The next step is kind of tricky because it involves the fat left over from the initial step.  There should be some fat left from when you first started cooking.  The tricky part, especially if it is your first time making a sauce, is to gauge how much fat you need.  You are going to use this fat to saute the additives to sauce. The additives add highlights of flavor.  They can range from capers or pepper corns, to garlic and shallots, to aromatic herbs and vegetables.  When, sauteing these, you should cook them just until you can smell them.
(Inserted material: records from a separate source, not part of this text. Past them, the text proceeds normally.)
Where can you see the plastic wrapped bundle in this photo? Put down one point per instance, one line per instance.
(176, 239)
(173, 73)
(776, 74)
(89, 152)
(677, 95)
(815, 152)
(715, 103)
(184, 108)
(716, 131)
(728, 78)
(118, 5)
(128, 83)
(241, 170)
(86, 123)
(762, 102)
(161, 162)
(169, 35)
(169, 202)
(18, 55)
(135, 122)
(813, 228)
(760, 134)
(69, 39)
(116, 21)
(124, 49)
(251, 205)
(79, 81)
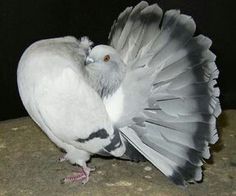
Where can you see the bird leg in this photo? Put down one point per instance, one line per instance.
(63, 158)
(79, 176)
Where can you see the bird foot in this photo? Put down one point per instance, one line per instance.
(62, 158)
(79, 176)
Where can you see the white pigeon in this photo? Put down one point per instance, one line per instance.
(149, 93)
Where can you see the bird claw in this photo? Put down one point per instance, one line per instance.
(78, 176)
(62, 159)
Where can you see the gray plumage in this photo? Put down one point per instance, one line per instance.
(152, 93)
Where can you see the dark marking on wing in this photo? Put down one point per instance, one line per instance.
(101, 133)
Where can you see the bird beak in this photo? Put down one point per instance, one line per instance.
(88, 60)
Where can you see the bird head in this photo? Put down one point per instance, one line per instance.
(105, 69)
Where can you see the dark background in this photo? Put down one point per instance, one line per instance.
(23, 22)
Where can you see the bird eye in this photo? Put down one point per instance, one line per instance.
(106, 58)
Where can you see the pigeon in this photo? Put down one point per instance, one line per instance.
(149, 94)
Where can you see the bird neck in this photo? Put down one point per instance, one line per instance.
(105, 84)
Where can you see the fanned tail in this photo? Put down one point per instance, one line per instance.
(178, 122)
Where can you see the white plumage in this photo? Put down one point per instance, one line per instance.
(152, 93)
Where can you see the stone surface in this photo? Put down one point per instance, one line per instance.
(29, 166)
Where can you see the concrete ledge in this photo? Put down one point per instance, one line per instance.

When you can finally smell your additives, then you add liquid such as chicken stock or wine.  You don't need a whole lot of liquid.  Usually about half to a full cup will do, depending on how much sauce you want to do.  When you add your liquid to the hot pan, it will dislodge all the tasty bits that were left on the bottom.  You can help the process by stirring the liquid and scrapping the bottom of the pan with a whisk (it will come in handy later as well).  This step is called deglazing the pan.   Now you just let the liquid reduce by half to 3/4 of its original volume. Some would say let the pan be almost dry, but I think it makes a fuller sauce to have some liquid. 

The last step is the hardest because it requires patience.  What you are going to do is add butter.  This is called mounting a sauce.  The butter gives the sauce flavor as well as shine and thickens it up.  You will need about half a stick to a stick of butter.  The key to adding the sauce is to break it up into small pieces and adding it slowly.  Cut the butter into about eight to twelve small pieces.  Then whisk the butter in one piece at a time, making sure that the butter is completely incorporated into the sauce before adding the next piece.  Another key to the butter is to make sure it is as cold as possible.  If you can cut the butter and keep it in the refrigerator until you need it.  If it starts to get hot, stick it in the freezer. 

After all the butter is incorporated, adjust the seasonings on the sauce.  The sauce should be nice and thick and coat the back of a spoon easily.  If it is still a little thin, then add a little more butter.  If you add too much butter, the sauce will break and be grainy.  You can try to fix it by adding a bit more liquid.  With a little bit of practice, you can be making pan sauces in no time.